PITTSBURGH (TNS) — Overburdened health care systems from Texas to Florida are pleading with Western Pennsylvania hospitals to take on transfer patients at record-high rates as beds and ventilators reach capacity in covid-19 hot spots across the country.
”They’re running out of space, and they’re looking for help in trying to deal with some of those patients,” Highmark Health CEO David Holmberg told the Tribune-Review by phone Thursday afternoon.
Dr. Donald Whiting, chief medical officer of Highmark’s medical provider arm, Allegheny Health Network, said that this past Saturday and Sunday the health system experienced a “busy weekend for regional and national referral requests.”
The 14-hospital system headquartered in Downtown Pittsburgh has been fielding a surge in transfer requests from physicians in states where coronavirus cases and deaths are proliferating, including Oklahoma, Florida and North Carolina. Many patients have severe health needs other than covid, but they cannot be treated where they live because local facilities are full or lack sufficient resources or staffing.
”We’re seeing brain tumors and heart attacks in patients that normally would stay in the community where they live, but they can’t because their community is feeling the effect of that (covid) surge,” said Dr. Maggie Thieman, medical director of AHN’s physician-to-physician transfer and referral center. “As covid numbers rise, those patients take up the beds of patients who are suffering from something that has nothing to do with covid. It’s a domino effect.”
Thieman described a recent influx in “desperate attempts to get patients moved to a facility that can meet even basic medical needs.” In one example, a health system near the Oklahoma and Kansas border already had contacted about 115 facilities in its region to transfer a patient in critical need before requesting help from Highmark’s Allegheny Health Network. All the other providers were either filled to capacity or closed to transfers across state lines.

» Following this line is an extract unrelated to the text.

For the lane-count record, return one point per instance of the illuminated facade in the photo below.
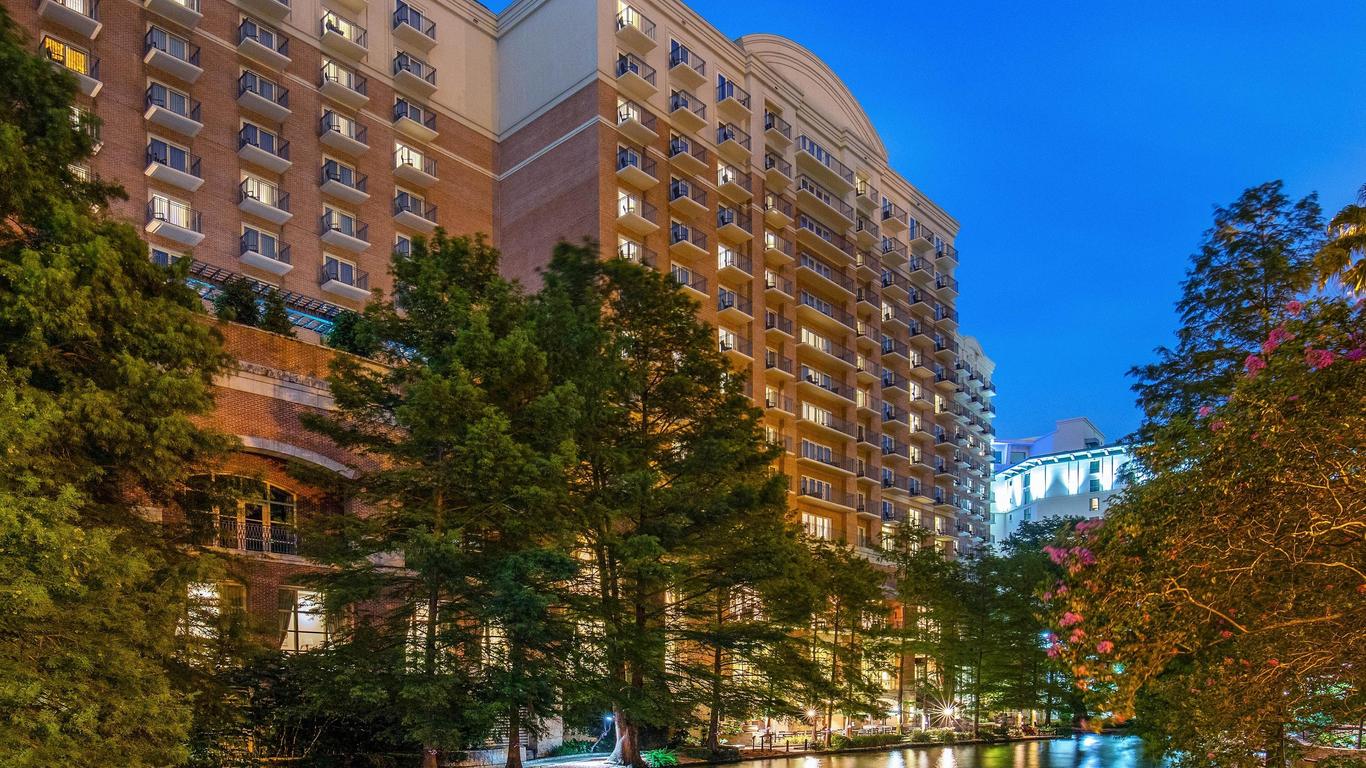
(1067, 473)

”This is alarming to us because communities far, far away are impacting us already, right now,” Thieman said. “The effects are more far-reaching this time than the first time around (in spring 2020).”
Highmark executives boasted during a quarterly financial performance presentation Thursday that in many ways, Highmark Health is better prepared to withstand the pandemic, both clinically and financially, than it was prior to covid-19 striking Pennsylvania last March.
”Our financials are strong and steady,” said Holmberg, “and we’re prepared to deal with the unknown.”